Doa Serena setiap waktunya hanya ingin bahagia, apakah Serena akan merasakan kebahagiaan yang dia impikan? atau malah hidupnya selalu di bawah tekanan dan di banjiri air mata setiap harinya?.
Karya ini diterbitkan atas izin NovelToon Nita03, isi konten hanyalah pandangan pribadi pembuatnya, tidak mewakili NovelToon sendiri
Halaman Dua Puluh Delapan
***
Sabtu sore yang seharusnya menjadi waktu tenang, kembali diganggu oleh kenyataan yang tak bisa ia hindari. Jam menunjukkan pukul 17.02 ketika ponsel Hafiz bergetar di atas meja kopi di ruang tengah apartemennya. Nama Mama kembali muncul di layar, dan untuk beberapa detik Hafiz hanya memandangnya tanpa niat mengangkat.

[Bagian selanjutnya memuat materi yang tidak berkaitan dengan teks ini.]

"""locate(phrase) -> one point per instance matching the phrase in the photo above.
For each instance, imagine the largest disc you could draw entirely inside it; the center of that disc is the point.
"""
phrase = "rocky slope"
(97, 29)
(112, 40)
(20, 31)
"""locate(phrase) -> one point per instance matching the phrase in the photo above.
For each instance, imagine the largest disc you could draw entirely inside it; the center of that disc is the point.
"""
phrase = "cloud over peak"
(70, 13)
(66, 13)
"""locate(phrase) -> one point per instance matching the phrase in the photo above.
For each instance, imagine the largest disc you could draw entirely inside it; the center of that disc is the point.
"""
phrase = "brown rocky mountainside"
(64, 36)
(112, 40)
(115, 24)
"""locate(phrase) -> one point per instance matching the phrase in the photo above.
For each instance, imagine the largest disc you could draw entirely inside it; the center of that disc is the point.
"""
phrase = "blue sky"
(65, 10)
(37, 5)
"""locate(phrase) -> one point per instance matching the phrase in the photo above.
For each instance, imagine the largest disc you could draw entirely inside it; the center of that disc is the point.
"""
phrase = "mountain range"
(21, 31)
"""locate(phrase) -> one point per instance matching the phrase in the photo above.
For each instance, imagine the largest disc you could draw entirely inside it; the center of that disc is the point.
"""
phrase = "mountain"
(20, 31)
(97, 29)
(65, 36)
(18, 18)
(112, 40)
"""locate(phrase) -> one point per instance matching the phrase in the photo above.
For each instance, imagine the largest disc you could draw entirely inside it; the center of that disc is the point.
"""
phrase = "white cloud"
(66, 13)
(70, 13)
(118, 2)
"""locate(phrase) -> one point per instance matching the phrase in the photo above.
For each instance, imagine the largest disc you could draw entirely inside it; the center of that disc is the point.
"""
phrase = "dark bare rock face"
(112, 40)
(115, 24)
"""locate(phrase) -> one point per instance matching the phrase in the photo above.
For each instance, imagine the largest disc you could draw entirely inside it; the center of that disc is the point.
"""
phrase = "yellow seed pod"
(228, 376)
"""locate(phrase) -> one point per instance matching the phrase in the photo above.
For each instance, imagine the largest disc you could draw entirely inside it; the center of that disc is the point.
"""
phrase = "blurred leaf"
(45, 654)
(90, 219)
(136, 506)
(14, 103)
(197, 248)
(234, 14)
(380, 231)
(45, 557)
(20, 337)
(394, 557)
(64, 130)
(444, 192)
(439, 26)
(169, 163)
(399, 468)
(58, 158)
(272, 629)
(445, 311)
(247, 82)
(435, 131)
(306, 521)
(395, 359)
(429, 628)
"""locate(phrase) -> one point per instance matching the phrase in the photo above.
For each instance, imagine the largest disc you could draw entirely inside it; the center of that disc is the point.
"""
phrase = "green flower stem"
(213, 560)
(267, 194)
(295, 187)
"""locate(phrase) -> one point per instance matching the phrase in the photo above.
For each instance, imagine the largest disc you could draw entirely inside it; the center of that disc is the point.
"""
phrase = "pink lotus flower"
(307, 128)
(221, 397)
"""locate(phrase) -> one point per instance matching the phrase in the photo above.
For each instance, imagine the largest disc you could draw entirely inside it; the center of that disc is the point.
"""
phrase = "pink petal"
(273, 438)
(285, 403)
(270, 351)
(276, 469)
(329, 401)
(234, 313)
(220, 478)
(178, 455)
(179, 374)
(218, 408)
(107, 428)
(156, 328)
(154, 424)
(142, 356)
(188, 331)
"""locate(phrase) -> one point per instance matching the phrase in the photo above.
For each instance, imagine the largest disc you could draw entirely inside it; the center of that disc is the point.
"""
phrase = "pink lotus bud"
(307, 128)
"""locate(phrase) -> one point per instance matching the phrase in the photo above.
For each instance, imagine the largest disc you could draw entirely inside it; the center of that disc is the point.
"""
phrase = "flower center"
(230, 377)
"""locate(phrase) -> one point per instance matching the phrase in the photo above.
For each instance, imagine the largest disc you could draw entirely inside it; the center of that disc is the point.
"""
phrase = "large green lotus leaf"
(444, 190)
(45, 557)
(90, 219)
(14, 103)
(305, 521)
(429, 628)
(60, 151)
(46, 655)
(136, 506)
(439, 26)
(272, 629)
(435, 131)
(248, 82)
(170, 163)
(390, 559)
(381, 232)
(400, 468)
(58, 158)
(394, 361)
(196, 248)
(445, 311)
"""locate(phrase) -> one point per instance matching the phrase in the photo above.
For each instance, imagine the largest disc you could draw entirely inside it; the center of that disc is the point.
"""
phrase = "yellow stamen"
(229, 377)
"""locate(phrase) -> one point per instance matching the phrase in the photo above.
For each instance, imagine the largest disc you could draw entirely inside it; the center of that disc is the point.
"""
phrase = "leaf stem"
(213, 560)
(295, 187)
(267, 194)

Namun, getaran itu datang lagi. Kali ini disusul suara notifikasi pesan yang membuat dadanya makin berat.
Mama: “Pulang sekarang, Hafiz. Jangan banyak alasan. Malam ini kita ada makan malam penting dengan keluarga Airin.”

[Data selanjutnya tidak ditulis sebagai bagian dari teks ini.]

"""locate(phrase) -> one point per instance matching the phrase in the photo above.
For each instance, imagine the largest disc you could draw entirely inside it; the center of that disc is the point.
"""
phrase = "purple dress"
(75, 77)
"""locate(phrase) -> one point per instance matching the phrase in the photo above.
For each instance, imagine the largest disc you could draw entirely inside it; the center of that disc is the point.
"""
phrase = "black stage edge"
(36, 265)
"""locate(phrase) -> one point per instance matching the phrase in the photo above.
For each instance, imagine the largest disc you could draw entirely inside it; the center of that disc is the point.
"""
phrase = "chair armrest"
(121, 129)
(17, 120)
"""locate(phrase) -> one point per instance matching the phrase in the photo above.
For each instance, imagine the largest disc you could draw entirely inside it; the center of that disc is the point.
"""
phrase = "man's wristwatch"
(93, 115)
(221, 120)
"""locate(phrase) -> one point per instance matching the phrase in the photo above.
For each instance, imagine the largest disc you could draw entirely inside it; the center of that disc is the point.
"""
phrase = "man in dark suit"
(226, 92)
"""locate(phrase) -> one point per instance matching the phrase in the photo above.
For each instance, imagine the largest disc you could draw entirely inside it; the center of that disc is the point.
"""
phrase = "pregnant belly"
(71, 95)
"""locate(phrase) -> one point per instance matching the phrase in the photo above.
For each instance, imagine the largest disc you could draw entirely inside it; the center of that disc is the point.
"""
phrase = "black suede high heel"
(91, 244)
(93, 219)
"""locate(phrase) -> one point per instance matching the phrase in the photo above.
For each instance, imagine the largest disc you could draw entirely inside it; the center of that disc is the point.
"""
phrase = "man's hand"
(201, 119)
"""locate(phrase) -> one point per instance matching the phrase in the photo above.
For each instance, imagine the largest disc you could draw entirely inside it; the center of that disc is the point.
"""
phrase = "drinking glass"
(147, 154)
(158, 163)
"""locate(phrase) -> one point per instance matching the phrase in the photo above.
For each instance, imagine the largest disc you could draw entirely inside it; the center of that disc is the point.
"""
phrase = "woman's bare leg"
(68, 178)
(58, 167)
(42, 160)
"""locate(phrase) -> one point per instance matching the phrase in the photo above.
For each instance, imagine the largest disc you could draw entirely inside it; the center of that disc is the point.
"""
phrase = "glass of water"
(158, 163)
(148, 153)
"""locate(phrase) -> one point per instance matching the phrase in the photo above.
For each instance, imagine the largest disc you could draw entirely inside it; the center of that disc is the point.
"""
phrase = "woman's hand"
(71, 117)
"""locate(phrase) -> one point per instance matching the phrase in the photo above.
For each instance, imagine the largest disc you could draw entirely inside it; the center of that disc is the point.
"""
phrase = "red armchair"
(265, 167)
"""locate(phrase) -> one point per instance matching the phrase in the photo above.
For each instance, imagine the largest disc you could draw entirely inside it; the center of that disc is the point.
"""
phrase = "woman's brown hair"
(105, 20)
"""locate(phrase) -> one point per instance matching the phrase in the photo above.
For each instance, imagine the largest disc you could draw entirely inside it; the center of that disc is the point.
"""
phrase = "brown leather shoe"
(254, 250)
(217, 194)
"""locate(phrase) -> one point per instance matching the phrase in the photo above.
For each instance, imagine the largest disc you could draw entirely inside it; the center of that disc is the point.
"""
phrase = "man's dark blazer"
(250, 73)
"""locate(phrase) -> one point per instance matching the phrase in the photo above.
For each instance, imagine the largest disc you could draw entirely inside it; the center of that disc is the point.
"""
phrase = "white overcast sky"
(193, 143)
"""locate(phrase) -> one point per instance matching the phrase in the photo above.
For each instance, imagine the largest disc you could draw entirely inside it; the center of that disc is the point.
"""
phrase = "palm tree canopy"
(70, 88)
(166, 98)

Mata Hafiz menutup perlahan, lalu ia menjatuhkan tubuhnya ke sandaran sofa dengan satu desahan panjang yang tertahan. Tangannya mengusap wajahnya sendiri dengan kasar, seperti ingin menghapus lelah yang tak berujung.
Ia tahu—sekeras apa pun ia menghindar, keluarganya tak akan pernah berhenti menekan. Dan kali ini, mungkin hanya untuk menenangkan badai sesaat, ia harus menuruti kemauan mereka.
Tapi tidak dengan hati.
“Baik, Ma,” jawabnya singkat lewat pesan. Jempolnya bahkan terasa berat menekan layar. Ia bangkit dari sofa, berjalan pelan menuju kamar, membuka lemari dan menarik kemeja putih serta celana bahan warna abu gelap.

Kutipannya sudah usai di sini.